Privacy Policy

We collect information you provide directly to us and information generated through your use of Scalit.

Account & Organization Data

• Name, email address, job title, and phone number when you register or update your profile.
• Organization name, slug, address, and website URL.
• Billing information processed securely through our payment provider (we do not store full card details).

Advertising & Platform Data

• Campaign, ad set, and ad performance metrics synced from connected platforms (Facebook Ads, Google Ads) via OAuth.
• Ad account identifiers and OAuth access tokens, stored encrypted at rest.

Website Analysis Data

• Publicly accessible content from your organization's website, crawled solely to classify your industry and improve benchmark accuracy.

Usage & Technical Data

• Log data such as IP address, browser type, pages visited, and timestamps.
• Cookies and session tokens used to authenticate and maintain your session.

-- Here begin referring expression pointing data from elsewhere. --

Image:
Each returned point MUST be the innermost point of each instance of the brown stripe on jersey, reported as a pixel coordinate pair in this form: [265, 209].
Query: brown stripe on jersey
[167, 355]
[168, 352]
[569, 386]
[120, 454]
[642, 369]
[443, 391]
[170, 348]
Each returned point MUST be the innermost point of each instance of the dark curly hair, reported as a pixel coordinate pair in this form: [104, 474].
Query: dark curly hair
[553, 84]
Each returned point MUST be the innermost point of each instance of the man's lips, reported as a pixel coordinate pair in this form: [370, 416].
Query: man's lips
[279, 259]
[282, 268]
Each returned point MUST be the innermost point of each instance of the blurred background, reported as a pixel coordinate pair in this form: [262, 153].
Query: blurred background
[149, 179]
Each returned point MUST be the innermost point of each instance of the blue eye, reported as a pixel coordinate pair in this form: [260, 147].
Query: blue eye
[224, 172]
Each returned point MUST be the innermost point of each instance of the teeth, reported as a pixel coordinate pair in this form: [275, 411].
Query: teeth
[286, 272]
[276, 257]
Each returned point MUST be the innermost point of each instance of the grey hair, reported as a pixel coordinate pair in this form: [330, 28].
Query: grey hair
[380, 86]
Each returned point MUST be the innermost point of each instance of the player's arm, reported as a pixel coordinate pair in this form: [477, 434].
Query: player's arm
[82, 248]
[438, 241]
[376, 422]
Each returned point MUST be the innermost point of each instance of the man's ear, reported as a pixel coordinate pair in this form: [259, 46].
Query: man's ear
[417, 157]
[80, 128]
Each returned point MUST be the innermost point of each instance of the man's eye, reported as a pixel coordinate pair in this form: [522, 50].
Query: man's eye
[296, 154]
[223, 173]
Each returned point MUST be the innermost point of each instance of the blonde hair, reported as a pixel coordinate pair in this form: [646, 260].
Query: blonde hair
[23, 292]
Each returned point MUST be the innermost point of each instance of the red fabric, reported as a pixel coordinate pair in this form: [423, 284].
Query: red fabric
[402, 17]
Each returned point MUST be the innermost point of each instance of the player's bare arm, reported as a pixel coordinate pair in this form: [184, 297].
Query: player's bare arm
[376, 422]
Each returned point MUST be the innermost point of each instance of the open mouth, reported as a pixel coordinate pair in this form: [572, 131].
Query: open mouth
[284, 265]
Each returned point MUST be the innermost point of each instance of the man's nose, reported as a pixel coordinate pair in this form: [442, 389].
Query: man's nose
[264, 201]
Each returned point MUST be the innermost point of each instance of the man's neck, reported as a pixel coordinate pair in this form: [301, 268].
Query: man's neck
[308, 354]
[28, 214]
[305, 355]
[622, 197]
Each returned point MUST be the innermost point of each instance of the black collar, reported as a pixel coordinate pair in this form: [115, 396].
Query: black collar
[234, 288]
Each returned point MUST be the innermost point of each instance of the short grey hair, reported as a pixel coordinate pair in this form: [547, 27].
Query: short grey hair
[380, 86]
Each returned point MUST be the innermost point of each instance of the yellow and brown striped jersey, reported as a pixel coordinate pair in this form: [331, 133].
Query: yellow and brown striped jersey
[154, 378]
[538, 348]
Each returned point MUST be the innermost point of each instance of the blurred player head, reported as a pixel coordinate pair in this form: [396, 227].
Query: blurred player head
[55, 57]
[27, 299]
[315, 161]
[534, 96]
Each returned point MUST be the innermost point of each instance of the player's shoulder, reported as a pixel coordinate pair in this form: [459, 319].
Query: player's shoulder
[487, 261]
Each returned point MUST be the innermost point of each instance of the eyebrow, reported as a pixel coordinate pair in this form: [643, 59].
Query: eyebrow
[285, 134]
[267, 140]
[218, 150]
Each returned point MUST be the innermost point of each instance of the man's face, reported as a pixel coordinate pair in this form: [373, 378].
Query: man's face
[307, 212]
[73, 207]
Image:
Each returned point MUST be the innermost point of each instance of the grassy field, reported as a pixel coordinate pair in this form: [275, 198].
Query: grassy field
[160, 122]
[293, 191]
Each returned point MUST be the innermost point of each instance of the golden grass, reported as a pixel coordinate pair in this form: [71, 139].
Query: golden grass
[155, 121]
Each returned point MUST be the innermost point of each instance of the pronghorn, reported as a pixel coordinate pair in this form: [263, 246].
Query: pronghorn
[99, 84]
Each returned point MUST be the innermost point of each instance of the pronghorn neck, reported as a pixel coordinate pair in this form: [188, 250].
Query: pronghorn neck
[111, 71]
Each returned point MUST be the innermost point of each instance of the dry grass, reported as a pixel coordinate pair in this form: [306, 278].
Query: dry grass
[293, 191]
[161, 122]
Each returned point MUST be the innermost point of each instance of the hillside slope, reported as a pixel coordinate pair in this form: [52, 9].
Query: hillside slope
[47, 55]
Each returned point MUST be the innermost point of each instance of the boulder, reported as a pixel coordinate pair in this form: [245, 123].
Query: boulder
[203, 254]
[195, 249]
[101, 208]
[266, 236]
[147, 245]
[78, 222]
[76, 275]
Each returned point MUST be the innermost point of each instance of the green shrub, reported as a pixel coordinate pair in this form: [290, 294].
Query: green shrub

We use the information we collect to:

• Provide, operate, and improve the Scalit platform.
• Analyze campaign performance and generate AI-powered optimization recommendations.
• Classify your organization's industry to apply relevant benchmarks.
• Authenticate your identity and maintain secure sessions.
• Send transactional communications (e.g., account changes, security alerts).
• Respond to your support requests and inquiries.
• Comply with legal obligations and enforce our Terms of Service.

We do not sell your personal data to third parties. We do not use your advertising data to train general-purpose AI models shared with other organizations.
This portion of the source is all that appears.